WARSAW, July 10 (News Agencies) - Polish President Alexander Kwasniewski has made a formal apology on behalf of the Polish people for the 1941 Jedwabne massacre, in which Polish Jews were rounded up and killed in the village's center. 

In a public ceremony on Tuesday, President Kwasniewski traveled to Jedwabne to apologize for Polish participation in the massacre, which has long been blamed solely on occupying German soldiers who invaded the country during WW II.

"For this crime, we must beg the souls of those who died and their families to forgive us," said Kwasniewski.

"Today, as a man, citizen and president of the Polish republic, I ask pardon in my own name and in the name of those Polish people whose consciences are shocked by this crime."

The declaration follows months of debate and attempts to come to terms with aspects of the war -- and of Poland's relations with its Jewish community, which many ordinary Poles barely know of, if at all.

Analysts note that Kwasniewski, an ex-communist himself, showed political courage by publicly seeking forgiveness when a recent opinion poll showed that a majority, albeit a small one, said there was nothing to apologize for.

For decades, debate on the Jedwabne massacre was effectively silenced by communist authorities that continued to firmly blame the incident on occupying German Nazi forces. Only a few Poles were convicted for collaboration.

But, the issue exploded into the national consciousness last year with the publication of a book by Polish-Jewish U.S. historian Jan Tomasz Gross entitled "The Neighbors."

The book, which Gross initially wanted to publish in Polish, gives detailed descriptions of the horrors carried out by Poles in Jedwabne and nearby villages via accounts by eyewitnesses and close relatives of victims.

In April, Polish state television - in prime time broadcasts over two evenings - screened a documentary that filmmaker Agnieszka Arnold spent four years making, and which was a key inspiration for Gross' book.

The documentary helped to further lift the veil on the Jedwabne massacre. Many Poles were shocked by the witnesses' accounts, descriptions of the killings and the expression of accumulated hatred against Jews.

Some three million Jews lived in Poland before World War II, which amounts to about 10 percent of the population of a country historically home to Europe's biggest Jewish community.

On Tuesday, state television again played its role in raising public awareness by broadcasting live the entire two-and-a-half hour ceremony commemorating the 60th anniversary of the 

Jedwabne massacre. It also aired documentaries on historical relations between Poles and Jews.

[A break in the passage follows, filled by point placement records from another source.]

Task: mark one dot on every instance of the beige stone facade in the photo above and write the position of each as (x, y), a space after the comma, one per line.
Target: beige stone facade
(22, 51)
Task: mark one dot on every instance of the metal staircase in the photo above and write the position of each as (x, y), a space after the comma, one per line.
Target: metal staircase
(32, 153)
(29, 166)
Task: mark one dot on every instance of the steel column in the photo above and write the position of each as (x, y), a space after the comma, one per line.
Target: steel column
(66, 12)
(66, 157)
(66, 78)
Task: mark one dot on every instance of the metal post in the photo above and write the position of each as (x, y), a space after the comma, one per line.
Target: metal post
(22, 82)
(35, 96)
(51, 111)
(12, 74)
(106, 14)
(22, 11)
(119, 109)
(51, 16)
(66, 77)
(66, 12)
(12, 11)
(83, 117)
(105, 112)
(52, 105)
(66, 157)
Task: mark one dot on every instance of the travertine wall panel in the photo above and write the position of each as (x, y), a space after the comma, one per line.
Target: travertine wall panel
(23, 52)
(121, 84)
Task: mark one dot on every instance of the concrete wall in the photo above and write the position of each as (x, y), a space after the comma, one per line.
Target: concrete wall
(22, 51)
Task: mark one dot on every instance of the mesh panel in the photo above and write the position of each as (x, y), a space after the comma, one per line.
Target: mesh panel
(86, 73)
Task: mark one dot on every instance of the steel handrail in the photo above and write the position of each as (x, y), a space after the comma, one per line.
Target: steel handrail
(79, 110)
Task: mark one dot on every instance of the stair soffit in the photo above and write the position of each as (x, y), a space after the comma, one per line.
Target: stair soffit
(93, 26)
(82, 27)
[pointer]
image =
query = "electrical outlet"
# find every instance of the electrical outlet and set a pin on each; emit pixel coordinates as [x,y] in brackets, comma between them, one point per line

During Wednesday's ceremony, people placed stones, candles and wreaths on a new monument erected in memory of the victims. 

The inscription on the new memorial stone, written in Polish, Hebrew and Yiddish, reads: "To the memory of Jews from Jedwabne and the surrounding area, men, women and children, inhabitants of this land who were murdered and burnt alive on this spot on 10 July, 1941." 

However, Poland's soul-searching is far from over. The Polish Institute of National Memory has opened an official investigation into Jedwabne.

Even if the probe cannot confirm the number of victims, it will "at least allow us to establish publicly who was responsible," said the institute's head, Leon Kieres.

The national debate on Jedwabne has also highlighted the persistence of old attitudes in Poland, Western news agencies said. Far-right nationalist militants have taken the opportunity to denounce foreign "lies" and "plots" aimed at "tainting Poland's image."